Michelle Singletary on

WASHINGTON -- Whatever your political affiliation, there is now one financial issue on which we can all agree.

We need Congress to pass legislation allowing consumers to temporarily freeze and unfreeze their own credit files at no charge to help thwart identity theft.

In case you missed it, the credit-reporting agency Equifax recently discovered that criminals had gained access to people's names, Social Security numbers, birthdates, addresses and, in some instances, driver's license numbers.

In all, the hack could potentially impact 143 million U.S. consumers.

Stop. Just take that in.

More than 40 percent of all Americans are facing the possibility of identity theft. Their financial lives could turn into a nightmare.

With the information stolen from Equifax, identity thieves can theoretically access your bank account, file a tax return, open utility or mobile phone accounts, buy a car or even get medical treatment using your health insurance. They can also apply for a credit card. The hackers have pretty much all they need to steal your good name and live it up.

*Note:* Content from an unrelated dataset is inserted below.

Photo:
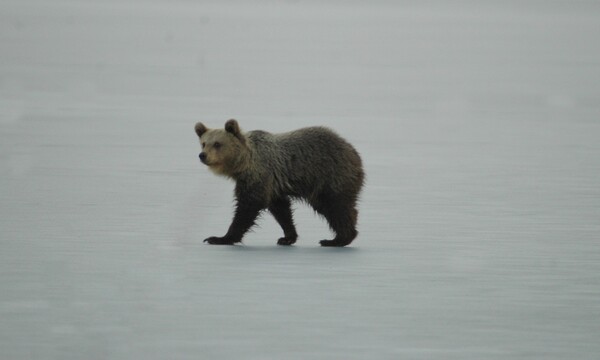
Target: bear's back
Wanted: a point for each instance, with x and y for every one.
(307, 160)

If you've been following the Equifax fiasco, you've probably heard by now that you should protect yourself by freezing your credit files.

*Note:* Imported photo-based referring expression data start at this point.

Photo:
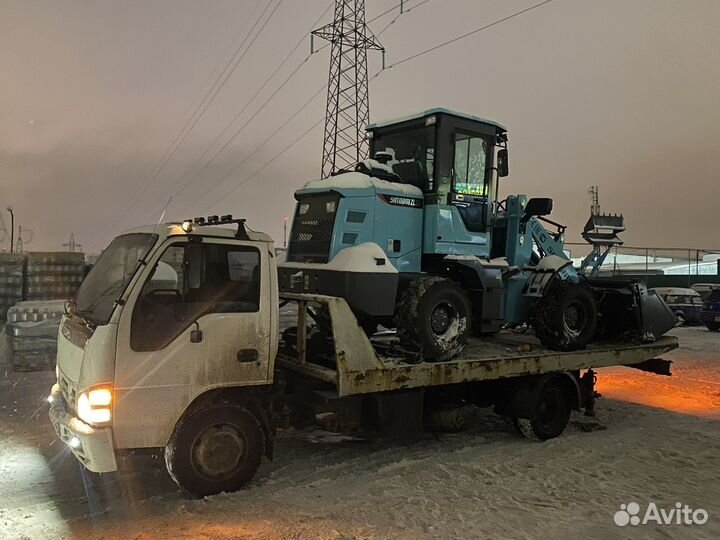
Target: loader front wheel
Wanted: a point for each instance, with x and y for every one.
(566, 317)
(433, 316)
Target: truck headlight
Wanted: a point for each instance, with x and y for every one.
(94, 404)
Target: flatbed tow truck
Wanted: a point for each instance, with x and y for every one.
(174, 342)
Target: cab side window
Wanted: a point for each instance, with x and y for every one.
(469, 165)
(167, 306)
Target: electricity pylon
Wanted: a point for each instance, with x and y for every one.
(348, 110)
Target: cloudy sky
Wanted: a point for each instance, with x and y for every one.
(617, 93)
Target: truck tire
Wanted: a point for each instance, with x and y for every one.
(214, 449)
(566, 317)
(433, 316)
(552, 414)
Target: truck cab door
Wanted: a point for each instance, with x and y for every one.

A credit freeze is much more powerful than putting a fraud alert on your credit report. It's the difference between a criminal getting into Fort Knox and breaking into a small metal lockbox.

With a fraud alert, a business must verify your identity before it issues credit. But alerts are often overlooked.

A freeze blocks access to your credit report and credit score. The credit bureau can't release any information in your file without your permission. (Although companies you currently do business with will still have access to your files.)

When you're ready to get a loan or need someone like a prospective employer to view your file, you can temporarily unlock it, give the company access, and then lock down your files again.

However, in most states, unless you've been a victim of identity theft, a credit freeze will cost you. What you pay varies by state, but the typical fee is $10.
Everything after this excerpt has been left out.